As the novel opens after this year, Yoshie has been finally able to move away from Mom and their condo home to the quiet neighborhood of Shimokitazawa. She finds a small flat and secures employment at a small bistro, Les Liens. She does it all there—cleaning, serving, and working in the kitchen, where she can use what she learned in culinary school. However, she didn’t pick the neighborhood at random; she remembers it from previous visits as a small warren of eccentric little shops along its alley-sized street, and the best shave ice, which happened to be served at Les Liens. At first it was a good move:
I was finally starting to be able to feel the joy in sitting down to a cup of tea, or just getting up in the morning. It was amazing what a difference a change in scenery made. I could wake-up without my first thought being that Dad was gone. Back at the condo, it welled up every morning, all around the apartment like a hidden message, clouding my heart.
But my happiness was short-lived. One day, out of the blue, without much more than the clothes on her back, Mom moved in.
Even with Mom there, Yoshie tries to put her Dad’s suicide behind her, as she spends many hours at the bistro. Of course, not wanting to stay home alone, Mom also is at Les Liens for long hours as a customer. Yet, even with the distractions, the lingering questions about her father come to her, sometimes in dreams, especially the one where he is looking for his phone. This must mean he has something to say, Yoshie believes. To find out what that is, she becomes her own private investigator, unearthing clues such as:
… there was a large photo of that woman. She had small, slight features, a slender face. A woman with wavy hair in a side parting, who looked nothing like Mom, who was like a mirage.

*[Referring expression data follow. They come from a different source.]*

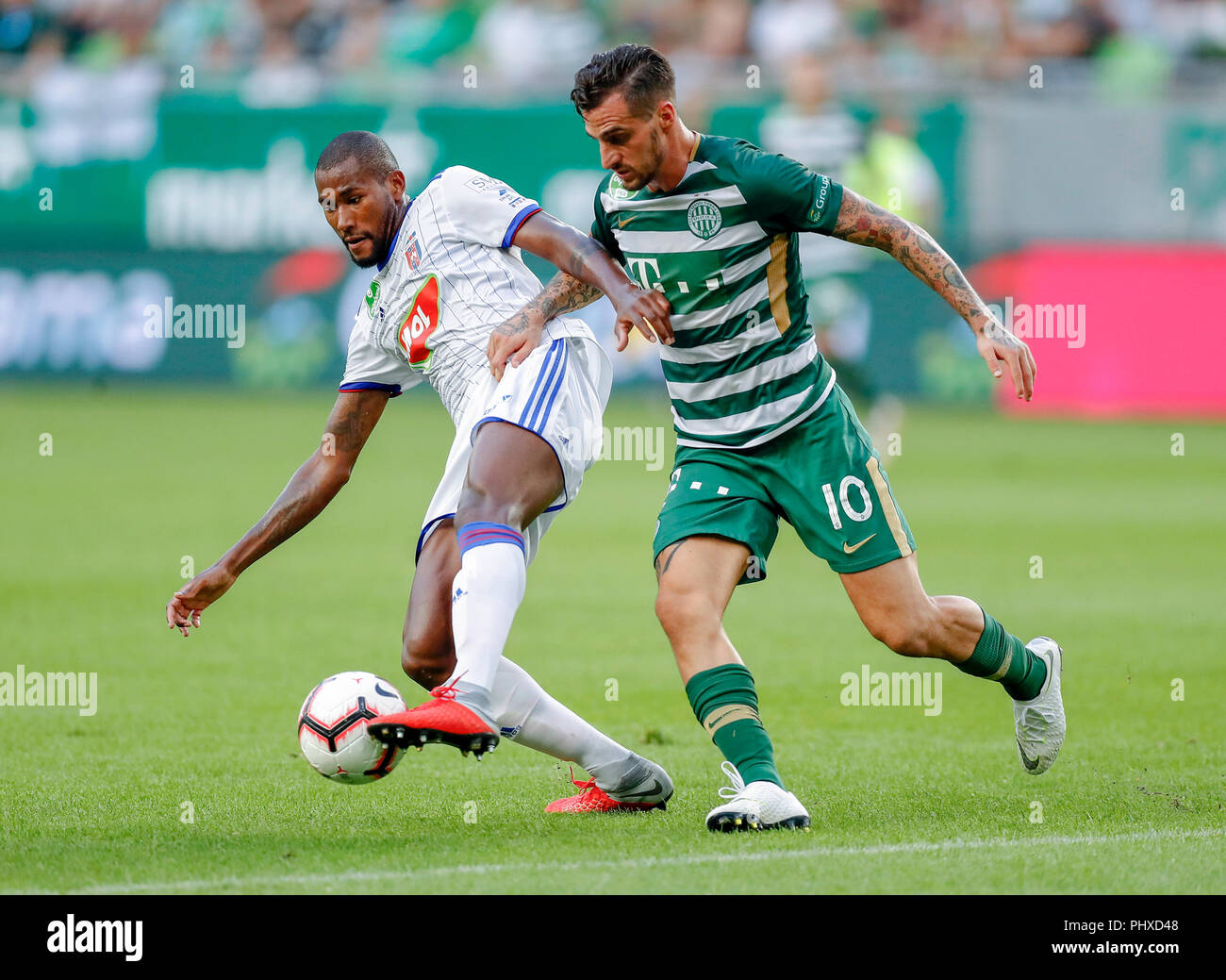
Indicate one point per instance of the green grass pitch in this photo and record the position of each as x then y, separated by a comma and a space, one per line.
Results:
94, 535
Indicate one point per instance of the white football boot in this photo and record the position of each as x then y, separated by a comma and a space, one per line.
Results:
1040, 723
759, 806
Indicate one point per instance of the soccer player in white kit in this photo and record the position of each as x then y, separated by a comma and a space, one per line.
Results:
526, 399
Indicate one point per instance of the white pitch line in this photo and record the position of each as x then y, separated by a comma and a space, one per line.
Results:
407, 874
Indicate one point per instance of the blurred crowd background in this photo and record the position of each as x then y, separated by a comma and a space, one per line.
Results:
171, 142
298, 52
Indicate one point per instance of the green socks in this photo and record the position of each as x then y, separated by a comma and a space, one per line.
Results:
1002, 656
726, 705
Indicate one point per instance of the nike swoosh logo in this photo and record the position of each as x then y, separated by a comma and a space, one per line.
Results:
657, 788
714, 723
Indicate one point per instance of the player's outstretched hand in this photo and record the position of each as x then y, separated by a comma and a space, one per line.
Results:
645, 310
513, 341
1001, 348
184, 608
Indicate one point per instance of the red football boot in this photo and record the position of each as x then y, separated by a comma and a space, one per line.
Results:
441, 719
595, 800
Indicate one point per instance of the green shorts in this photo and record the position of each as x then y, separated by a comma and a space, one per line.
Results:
822, 477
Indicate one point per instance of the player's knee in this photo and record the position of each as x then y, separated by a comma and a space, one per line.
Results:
481, 503
683, 612
427, 658
907, 636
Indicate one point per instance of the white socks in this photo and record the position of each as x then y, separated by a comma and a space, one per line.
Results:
528, 715
486, 595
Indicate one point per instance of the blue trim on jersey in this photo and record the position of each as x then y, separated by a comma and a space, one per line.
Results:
544, 367
551, 389
478, 533
425, 530
372, 387
556, 388
523, 215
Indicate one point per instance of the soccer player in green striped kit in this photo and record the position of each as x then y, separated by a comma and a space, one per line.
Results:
763, 429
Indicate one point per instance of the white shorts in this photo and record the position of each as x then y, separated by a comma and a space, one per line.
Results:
559, 392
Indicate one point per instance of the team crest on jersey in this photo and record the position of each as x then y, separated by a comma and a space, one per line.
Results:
420, 325
704, 219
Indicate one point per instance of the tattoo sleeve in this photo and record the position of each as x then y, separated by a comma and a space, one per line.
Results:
563, 293
866, 224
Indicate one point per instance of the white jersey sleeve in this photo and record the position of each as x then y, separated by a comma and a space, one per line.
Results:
483, 208
368, 367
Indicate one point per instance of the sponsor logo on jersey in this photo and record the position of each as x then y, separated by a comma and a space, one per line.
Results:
420, 325
704, 219
482, 184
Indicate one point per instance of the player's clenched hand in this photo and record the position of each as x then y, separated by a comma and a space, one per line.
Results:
1002, 350
513, 341
184, 608
645, 310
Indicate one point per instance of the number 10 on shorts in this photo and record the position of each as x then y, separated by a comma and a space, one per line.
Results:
847, 485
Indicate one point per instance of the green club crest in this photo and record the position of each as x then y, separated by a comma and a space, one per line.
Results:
704, 219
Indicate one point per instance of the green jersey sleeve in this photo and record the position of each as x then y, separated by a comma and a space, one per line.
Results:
787, 195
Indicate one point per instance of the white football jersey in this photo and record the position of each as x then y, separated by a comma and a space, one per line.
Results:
450, 277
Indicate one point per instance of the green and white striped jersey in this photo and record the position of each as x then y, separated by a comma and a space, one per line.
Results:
722, 245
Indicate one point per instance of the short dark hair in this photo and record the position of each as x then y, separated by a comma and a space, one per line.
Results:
372, 154
638, 74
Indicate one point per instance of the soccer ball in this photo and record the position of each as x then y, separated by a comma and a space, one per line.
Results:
332, 727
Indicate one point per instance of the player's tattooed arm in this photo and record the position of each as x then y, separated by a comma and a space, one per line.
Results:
306, 496
866, 224
587, 272
562, 294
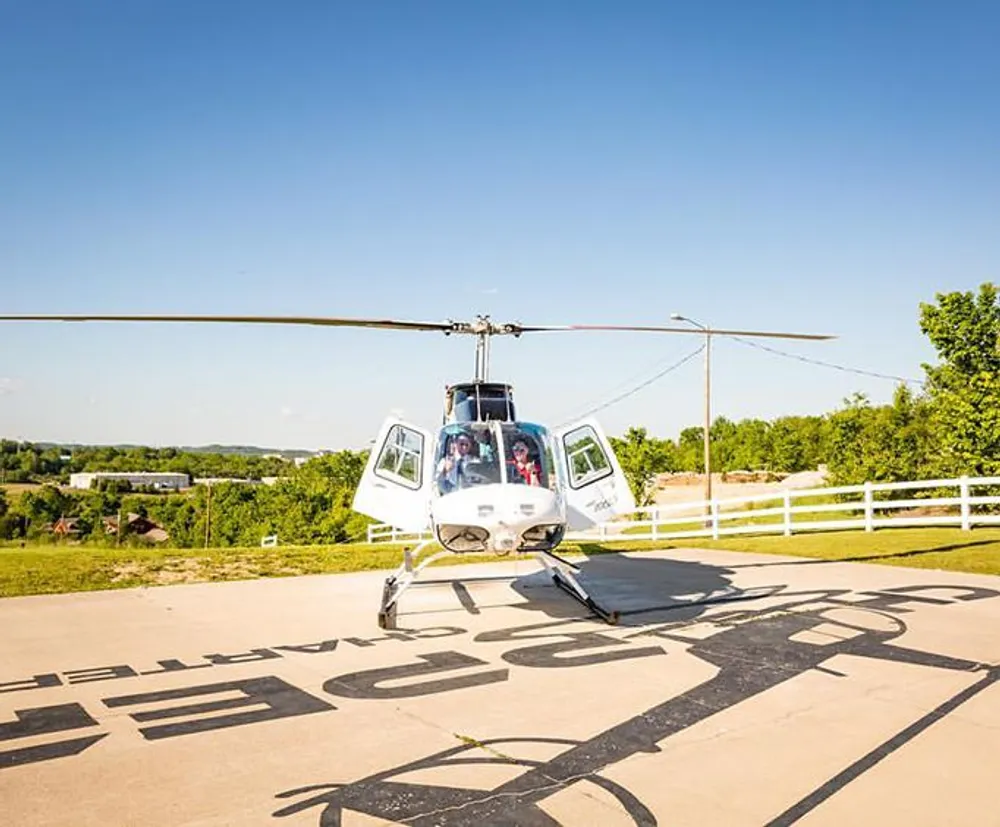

When I saw her face, I was struck by an inexpressible terror. This woman has tried to die with other men as well, I thought.

As Yoshie begins to understand what happened with her father, her quiet, redemptive life brings to unravel. A man comes into her life, at first distracting her from trying to understand what happened. Shintani is a handsome and kind man, working in a family business. Yoshie is smitten with him and they begin to spend a lot of time together, but:
The way I saw him was strangely painful, like the way a married man might look at a girlfriend he loved to see—looking at someone who wasn’t right for you, although they might have been, in a different time and place. You could call it the gift of perspective, and it was probably what had enabled things to be easy between us, but I felt a little resentful, too.
Unnerved by this feeling toward Shintani, as well as her dreams and the discovery of her father’s secret life, she tries to hold onto her new life. With more changes in store for her, she must discover her own strengths. Will her father be able to help her?
Moshi, Moshi is subtle yet powerful, intimately personal as well as universal. Banana Yoshimoto masterfully elevates the daily prosaic events of her characters—which are in many ways, all of our day-to-day existences—into something to wonder at, to take stock of, and even to relish. As you can see from the excerpts, her prose is clean and readable, yet full of richness. You will feel good reading Moshi Moshi, and will greatly empathize with the characters.